London: The Next Silicon Valley?

Massive AI investments and a record $1B seed suggest Europe is rewriting the playbook.

London: The Next Silicon Valley?

London is quickly becoming one of the biggest AI hubs in the world—and almost nobody is talking about it. In the past few months, several of the biggest AI companies have started concentrating major investments in the city.

OpenAI is making London its largest research hub outside San Francisco. Anthropic plans to hire more than 100 people across London and Dublin in 2025, while xAI opened a local office led by a former DeepMind researcher.

Microsoft hired more than two dozen DeepMind researchers to strengthen its London presence. Google DeepMind announced a new automated research lab in the UK focused on discovering materials with AI and robotics by 2026.

Perplexity is allocating roughly £80 million to expand its offices, Groq is opening its first UK data center, and Cursor selected London for its European headquarters. When multiple frontier labs invest in the same place, a new global tech hub is emerging.

The funding wave extends beyond geography. Ineffable Intelligence, founded by David Silver, is raising a $1 billion seed round at a $4 billion pre-money valuation—the largest seed in European history.

Silver is explicitly rejecting the pure LLM scaling path. Today’s leading models predict the next word using mountains of static internet text. Scale the data, scale the parameters, scale the compute—and results improve.

Silver argues that approach has structural limits: high-quality text is finite, predicting tokens is not the same as understanding the world, and the systems remain passive observers. They do not act or pursue goals inside environments.

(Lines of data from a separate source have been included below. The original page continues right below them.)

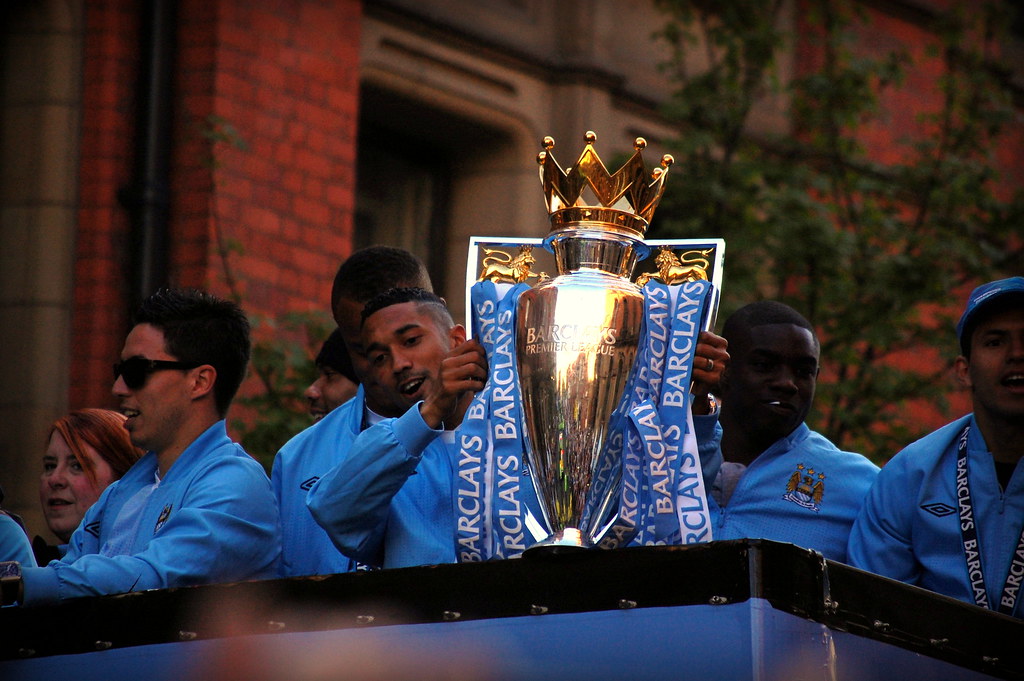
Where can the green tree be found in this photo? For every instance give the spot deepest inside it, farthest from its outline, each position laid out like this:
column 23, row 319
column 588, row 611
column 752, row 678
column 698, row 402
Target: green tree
column 870, row 251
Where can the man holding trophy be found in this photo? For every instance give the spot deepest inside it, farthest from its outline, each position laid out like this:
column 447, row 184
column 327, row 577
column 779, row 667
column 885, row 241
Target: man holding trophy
column 586, row 372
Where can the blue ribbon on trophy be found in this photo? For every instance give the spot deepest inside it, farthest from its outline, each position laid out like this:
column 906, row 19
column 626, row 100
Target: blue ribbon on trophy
column 663, row 500
column 503, row 523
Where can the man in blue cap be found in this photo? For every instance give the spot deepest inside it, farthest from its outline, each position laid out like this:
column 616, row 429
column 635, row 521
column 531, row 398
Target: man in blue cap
column 947, row 512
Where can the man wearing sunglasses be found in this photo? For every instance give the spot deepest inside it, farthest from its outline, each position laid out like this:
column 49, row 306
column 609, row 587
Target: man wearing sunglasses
column 196, row 509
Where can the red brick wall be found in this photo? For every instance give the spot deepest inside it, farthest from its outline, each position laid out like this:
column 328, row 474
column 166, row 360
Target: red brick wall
column 284, row 74
column 99, row 314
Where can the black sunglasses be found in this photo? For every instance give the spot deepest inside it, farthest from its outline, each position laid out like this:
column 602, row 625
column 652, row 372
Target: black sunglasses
column 135, row 371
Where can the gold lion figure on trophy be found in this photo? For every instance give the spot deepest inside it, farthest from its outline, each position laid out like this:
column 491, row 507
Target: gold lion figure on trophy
column 690, row 266
column 501, row 267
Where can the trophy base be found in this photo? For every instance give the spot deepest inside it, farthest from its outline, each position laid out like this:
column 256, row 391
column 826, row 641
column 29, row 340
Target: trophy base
column 569, row 540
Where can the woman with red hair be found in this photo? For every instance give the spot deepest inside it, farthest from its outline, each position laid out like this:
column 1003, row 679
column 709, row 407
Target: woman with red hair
column 86, row 450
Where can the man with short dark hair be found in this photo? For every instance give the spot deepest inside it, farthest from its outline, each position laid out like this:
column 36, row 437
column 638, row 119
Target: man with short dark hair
column 310, row 454
column 336, row 382
column 778, row 479
column 947, row 512
column 389, row 501
column 196, row 509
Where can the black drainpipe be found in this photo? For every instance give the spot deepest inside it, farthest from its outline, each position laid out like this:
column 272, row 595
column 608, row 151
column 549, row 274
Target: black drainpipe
column 147, row 198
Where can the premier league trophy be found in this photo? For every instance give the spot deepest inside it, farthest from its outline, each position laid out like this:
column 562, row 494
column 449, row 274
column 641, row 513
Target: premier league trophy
column 578, row 334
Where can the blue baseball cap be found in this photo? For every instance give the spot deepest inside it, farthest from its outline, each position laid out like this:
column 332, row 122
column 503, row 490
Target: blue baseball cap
column 984, row 297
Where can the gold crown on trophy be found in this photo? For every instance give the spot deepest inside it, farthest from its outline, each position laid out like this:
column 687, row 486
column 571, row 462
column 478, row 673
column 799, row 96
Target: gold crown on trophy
column 625, row 201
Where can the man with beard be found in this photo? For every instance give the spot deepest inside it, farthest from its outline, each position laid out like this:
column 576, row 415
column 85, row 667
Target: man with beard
column 196, row 509
column 778, row 479
column 310, row 454
column 947, row 512
column 388, row 503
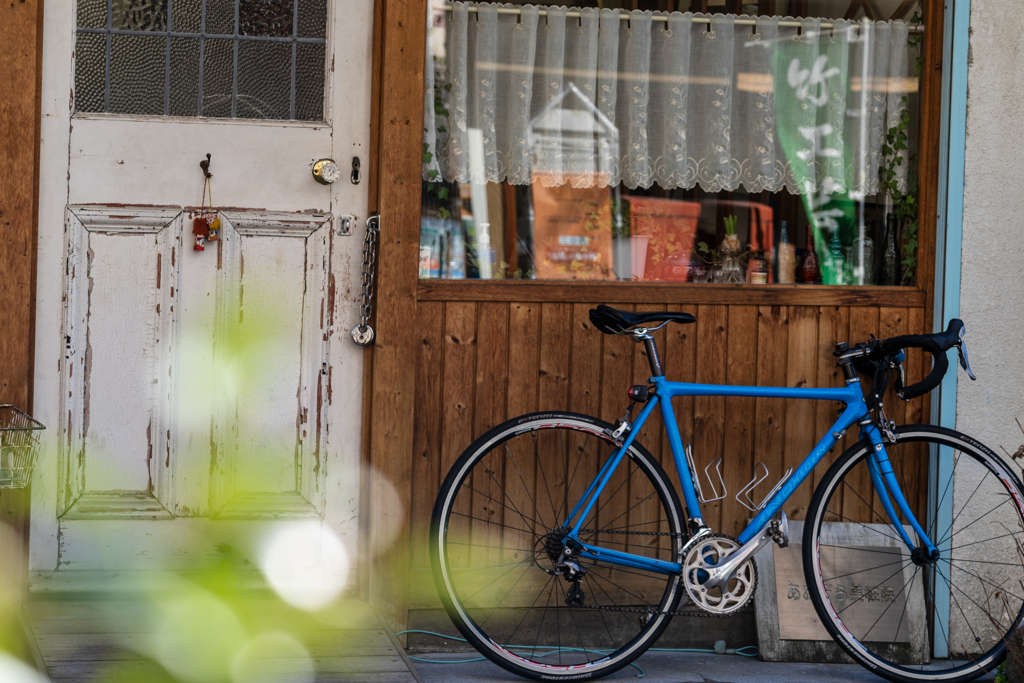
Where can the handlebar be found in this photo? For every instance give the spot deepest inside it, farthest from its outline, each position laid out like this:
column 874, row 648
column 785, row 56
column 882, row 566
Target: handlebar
column 885, row 351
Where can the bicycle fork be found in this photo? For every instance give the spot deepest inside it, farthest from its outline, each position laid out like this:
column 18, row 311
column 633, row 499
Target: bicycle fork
column 886, row 485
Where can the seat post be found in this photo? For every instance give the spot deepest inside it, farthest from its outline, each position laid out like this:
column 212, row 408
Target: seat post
column 652, row 357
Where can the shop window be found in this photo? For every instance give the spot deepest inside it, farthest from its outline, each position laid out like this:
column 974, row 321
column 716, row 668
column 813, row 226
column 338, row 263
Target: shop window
column 224, row 58
column 606, row 144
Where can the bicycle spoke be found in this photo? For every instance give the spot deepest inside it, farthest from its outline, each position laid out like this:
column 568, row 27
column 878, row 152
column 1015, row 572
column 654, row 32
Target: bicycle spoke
column 994, row 538
column 843, row 575
column 966, row 503
column 547, row 486
column 524, row 486
column 515, row 592
column 513, row 509
column 492, row 521
column 841, row 516
column 979, row 518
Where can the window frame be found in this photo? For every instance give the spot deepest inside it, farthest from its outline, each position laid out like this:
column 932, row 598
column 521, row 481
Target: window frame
column 921, row 293
column 202, row 36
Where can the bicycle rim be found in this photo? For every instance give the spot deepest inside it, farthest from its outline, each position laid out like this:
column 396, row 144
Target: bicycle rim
column 497, row 539
column 880, row 603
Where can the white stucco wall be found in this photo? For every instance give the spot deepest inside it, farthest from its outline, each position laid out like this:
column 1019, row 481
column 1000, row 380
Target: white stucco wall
column 991, row 288
column 992, row 279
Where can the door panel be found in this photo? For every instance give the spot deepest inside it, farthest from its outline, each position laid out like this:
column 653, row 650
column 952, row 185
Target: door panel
column 271, row 350
column 120, row 325
column 232, row 400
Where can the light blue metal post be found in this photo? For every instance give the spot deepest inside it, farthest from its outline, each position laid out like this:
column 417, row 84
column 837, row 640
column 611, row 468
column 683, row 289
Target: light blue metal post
column 949, row 231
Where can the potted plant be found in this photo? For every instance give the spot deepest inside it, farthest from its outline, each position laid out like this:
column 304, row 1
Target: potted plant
column 629, row 252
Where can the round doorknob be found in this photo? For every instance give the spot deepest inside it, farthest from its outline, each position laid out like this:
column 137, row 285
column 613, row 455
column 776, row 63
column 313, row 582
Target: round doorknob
column 326, row 171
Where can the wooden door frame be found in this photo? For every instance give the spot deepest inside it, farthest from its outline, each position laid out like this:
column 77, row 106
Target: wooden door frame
column 20, row 81
column 399, row 46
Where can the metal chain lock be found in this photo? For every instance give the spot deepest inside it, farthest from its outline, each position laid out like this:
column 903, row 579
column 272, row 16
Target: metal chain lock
column 363, row 334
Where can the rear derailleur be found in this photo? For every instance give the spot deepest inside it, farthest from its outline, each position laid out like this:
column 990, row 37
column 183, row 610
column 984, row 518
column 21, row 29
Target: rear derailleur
column 573, row 572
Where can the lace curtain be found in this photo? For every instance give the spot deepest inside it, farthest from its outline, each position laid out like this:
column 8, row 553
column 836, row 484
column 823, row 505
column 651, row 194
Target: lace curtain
column 599, row 99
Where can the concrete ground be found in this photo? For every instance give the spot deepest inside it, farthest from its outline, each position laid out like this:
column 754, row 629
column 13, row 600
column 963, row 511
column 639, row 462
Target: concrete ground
column 665, row 668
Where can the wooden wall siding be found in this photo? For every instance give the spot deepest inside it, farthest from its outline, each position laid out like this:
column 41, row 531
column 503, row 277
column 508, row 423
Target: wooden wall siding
column 20, row 83
column 482, row 363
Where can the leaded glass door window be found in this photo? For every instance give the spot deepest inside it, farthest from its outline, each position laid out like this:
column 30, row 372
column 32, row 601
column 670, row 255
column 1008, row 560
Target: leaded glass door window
column 223, row 58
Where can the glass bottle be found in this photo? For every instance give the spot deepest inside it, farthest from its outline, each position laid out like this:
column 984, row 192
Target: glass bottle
column 808, row 270
column 786, row 257
column 863, row 260
column 890, row 258
column 838, row 263
column 759, row 268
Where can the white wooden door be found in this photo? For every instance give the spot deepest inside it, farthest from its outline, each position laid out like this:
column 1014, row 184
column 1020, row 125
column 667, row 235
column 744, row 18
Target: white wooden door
column 199, row 402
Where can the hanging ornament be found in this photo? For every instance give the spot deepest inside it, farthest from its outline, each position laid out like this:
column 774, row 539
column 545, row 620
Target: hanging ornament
column 201, row 223
column 213, row 220
column 201, row 230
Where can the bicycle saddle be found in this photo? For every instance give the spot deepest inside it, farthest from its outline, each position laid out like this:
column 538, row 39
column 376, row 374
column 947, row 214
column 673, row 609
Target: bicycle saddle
column 612, row 321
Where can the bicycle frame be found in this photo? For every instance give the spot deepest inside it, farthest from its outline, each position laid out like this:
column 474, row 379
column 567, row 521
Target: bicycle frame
column 856, row 412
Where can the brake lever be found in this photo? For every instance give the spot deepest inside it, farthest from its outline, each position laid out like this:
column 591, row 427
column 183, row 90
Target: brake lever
column 962, row 352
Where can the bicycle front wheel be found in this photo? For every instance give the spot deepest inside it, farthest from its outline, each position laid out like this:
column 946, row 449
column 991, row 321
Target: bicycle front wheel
column 497, row 539
column 903, row 616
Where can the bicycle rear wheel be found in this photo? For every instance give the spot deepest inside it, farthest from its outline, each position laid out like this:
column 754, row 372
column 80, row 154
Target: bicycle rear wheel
column 878, row 601
column 496, row 539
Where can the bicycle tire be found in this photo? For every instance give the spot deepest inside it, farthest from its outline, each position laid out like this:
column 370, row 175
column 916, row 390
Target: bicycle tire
column 986, row 595
column 488, row 627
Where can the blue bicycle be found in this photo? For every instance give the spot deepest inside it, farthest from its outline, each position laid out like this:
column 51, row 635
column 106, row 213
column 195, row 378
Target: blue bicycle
column 561, row 551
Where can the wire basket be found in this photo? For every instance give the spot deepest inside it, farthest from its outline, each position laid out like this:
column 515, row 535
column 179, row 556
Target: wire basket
column 18, row 446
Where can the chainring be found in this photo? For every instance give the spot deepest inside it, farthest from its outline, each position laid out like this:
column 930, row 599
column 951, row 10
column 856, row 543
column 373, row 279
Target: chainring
column 707, row 552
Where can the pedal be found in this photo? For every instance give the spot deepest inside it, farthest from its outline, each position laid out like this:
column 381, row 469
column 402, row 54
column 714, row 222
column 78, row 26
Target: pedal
column 743, row 497
column 717, row 464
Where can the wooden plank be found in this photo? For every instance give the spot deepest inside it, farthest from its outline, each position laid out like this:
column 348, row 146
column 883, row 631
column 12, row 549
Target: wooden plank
column 554, row 360
column 488, row 411
column 20, row 74
column 676, row 293
column 427, row 472
column 709, row 412
column 834, row 327
column 857, row 495
column 769, row 430
column 739, row 417
column 801, row 371
column 519, row 466
column 402, row 60
column 373, row 186
column 552, row 447
column 457, row 408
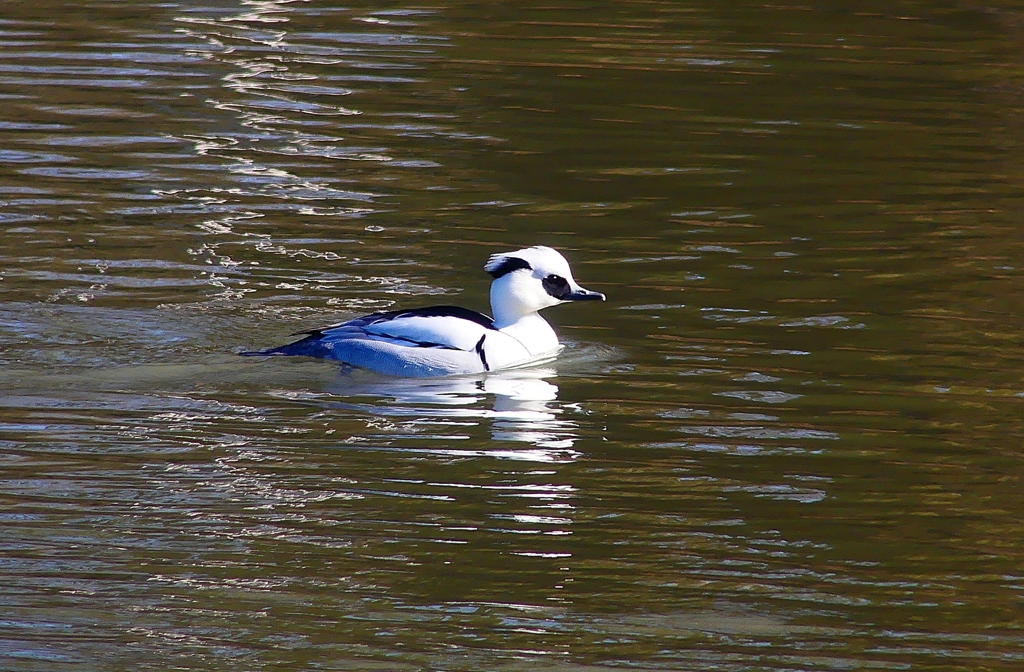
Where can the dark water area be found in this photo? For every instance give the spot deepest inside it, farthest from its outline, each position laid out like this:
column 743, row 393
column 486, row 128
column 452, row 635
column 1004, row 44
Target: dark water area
column 790, row 441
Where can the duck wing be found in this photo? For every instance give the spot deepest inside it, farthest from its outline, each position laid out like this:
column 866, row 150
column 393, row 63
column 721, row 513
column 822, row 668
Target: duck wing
column 439, row 326
column 445, row 327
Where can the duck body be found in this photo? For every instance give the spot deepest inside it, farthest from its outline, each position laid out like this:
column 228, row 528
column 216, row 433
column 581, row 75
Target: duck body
column 448, row 340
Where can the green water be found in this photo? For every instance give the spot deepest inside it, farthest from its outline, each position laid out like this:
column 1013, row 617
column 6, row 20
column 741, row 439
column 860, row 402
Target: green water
column 790, row 441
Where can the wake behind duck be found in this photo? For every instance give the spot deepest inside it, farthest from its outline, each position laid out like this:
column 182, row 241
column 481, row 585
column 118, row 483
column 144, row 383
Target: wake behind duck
column 445, row 339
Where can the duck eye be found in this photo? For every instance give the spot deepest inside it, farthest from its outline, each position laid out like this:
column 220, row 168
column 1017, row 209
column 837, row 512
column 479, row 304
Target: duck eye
column 555, row 286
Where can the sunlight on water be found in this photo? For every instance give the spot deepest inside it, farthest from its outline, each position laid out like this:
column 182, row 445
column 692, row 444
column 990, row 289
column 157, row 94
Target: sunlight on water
column 790, row 441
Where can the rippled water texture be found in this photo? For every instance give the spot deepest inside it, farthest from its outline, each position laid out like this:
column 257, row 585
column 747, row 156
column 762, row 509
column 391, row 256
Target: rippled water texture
column 790, row 441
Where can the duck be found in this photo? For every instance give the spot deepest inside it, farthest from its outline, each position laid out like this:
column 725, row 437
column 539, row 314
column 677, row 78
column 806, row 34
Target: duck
column 443, row 340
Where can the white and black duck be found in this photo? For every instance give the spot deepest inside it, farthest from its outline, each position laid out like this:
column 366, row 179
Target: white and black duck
column 445, row 339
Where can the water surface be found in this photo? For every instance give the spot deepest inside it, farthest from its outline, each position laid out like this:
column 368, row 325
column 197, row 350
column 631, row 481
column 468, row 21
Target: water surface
column 790, row 441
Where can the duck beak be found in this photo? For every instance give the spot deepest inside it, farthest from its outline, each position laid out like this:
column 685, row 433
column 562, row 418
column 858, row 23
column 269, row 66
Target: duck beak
column 581, row 294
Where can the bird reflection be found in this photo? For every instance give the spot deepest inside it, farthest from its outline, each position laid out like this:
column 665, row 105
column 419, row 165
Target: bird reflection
column 519, row 405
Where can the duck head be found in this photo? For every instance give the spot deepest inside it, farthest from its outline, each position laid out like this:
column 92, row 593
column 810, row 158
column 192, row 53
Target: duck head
column 530, row 280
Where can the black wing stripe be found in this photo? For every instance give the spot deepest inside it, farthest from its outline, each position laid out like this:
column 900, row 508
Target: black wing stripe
column 479, row 351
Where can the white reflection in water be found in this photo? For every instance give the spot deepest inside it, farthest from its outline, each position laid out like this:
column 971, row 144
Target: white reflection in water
column 518, row 405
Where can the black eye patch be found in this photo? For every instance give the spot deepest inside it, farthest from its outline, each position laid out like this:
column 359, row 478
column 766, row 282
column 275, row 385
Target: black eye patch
column 556, row 286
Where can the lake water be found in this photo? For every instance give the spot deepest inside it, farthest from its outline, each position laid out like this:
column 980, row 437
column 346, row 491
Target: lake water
column 791, row 439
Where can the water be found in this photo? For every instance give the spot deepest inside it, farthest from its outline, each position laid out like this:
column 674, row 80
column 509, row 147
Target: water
column 790, row 441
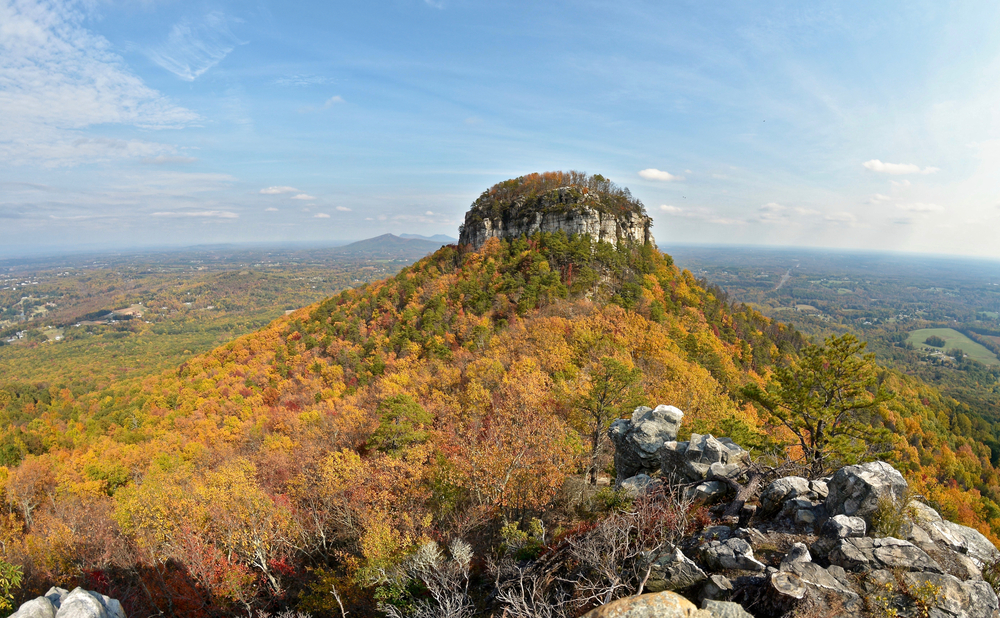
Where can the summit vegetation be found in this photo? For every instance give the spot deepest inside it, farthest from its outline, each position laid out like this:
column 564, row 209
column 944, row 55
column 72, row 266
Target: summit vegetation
column 319, row 463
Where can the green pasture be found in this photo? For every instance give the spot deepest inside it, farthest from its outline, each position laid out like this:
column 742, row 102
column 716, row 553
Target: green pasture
column 953, row 339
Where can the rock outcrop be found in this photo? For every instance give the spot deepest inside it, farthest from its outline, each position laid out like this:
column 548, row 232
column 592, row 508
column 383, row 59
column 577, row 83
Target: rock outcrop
column 584, row 205
column 80, row 603
column 638, row 440
column 809, row 547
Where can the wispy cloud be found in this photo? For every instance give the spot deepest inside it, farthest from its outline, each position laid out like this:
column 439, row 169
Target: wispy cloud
column 841, row 217
column 655, row 174
column 920, row 207
column 191, row 49
column 214, row 214
column 168, row 160
column 898, row 168
column 57, row 78
column 303, row 80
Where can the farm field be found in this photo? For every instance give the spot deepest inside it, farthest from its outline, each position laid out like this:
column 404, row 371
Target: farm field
column 953, row 339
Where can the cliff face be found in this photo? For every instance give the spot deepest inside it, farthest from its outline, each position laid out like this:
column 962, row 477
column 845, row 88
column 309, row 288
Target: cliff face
column 570, row 209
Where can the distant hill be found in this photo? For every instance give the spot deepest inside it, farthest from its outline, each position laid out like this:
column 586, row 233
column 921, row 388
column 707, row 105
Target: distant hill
column 390, row 245
column 443, row 238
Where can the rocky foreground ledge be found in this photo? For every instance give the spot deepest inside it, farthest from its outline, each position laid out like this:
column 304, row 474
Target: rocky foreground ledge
column 80, row 603
column 801, row 547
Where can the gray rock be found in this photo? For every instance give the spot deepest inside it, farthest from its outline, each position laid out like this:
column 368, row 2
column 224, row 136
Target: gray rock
column 780, row 490
column 962, row 539
column 637, row 484
column 958, row 599
column 844, row 526
column 717, row 587
column 863, row 554
column 82, row 604
column 673, row 571
column 805, row 516
column 656, row 605
column 788, row 585
column 39, row 607
column 724, row 609
column 708, row 492
column 638, row 440
column 798, row 553
column 734, row 554
column 565, row 209
column 856, row 490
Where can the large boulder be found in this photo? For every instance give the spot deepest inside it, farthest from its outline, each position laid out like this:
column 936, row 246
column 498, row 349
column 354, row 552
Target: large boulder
column 672, row 571
column 731, row 554
column 656, row 605
column 638, row 440
column 857, row 490
column 864, row 554
column 955, row 598
column 80, row 603
column 703, row 457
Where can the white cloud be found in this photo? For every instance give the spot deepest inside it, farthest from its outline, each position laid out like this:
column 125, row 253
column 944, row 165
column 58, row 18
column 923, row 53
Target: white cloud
column 192, row 49
column 278, row 190
column 215, row 214
column 168, row 160
column 57, row 78
column 655, row 174
column 920, row 207
column 898, row 168
column 841, row 217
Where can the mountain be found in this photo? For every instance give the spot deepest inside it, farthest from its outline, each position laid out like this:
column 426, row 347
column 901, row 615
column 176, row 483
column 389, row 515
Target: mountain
column 441, row 238
column 390, row 245
column 463, row 400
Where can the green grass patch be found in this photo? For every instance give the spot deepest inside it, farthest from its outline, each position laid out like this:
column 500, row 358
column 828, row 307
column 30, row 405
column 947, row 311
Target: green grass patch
column 953, row 339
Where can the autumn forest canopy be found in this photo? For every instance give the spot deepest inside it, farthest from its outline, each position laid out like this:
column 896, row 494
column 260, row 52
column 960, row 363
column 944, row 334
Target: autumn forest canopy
column 466, row 397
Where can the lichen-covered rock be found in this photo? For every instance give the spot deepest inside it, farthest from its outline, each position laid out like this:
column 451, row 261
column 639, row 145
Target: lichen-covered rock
column 856, row 490
column 80, row 603
column 843, row 527
column 638, row 440
column 724, row 609
column 780, row 490
column 656, row 605
column 716, row 587
column 673, row 571
column 703, row 457
column 731, row 554
column 39, row 607
column 798, row 553
column 863, row 554
column 974, row 599
column 637, row 484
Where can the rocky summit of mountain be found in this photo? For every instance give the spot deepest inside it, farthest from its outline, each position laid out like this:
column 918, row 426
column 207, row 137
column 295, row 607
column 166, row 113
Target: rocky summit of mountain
column 571, row 202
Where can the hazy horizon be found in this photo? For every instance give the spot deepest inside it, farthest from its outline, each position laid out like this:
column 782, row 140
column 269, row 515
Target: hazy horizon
column 853, row 125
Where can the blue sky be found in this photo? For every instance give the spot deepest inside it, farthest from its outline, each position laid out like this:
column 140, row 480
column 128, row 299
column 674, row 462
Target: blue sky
column 865, row 125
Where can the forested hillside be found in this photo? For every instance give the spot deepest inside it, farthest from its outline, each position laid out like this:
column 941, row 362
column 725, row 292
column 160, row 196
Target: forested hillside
column 463, row 397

Ineffable plans to scale reinforcement learning instead. Agents train inside environments—games, simulations, eventually the real world—taking actions and receiving rewards. Through policy optimisation and endless self-play, intelligence is grown rather than copied.

Investors are betting that active systems which plan, adapt, and generalise across environments can surpass static LLMs. If that happens, the dominant AI training paradigm changes.

Between London’s infrastructure boom and a $1 billion seed round backing a new philosophy of intelligence, Europe is quietly reshaping the AI map—and hinting at what superintelligence research looks like next.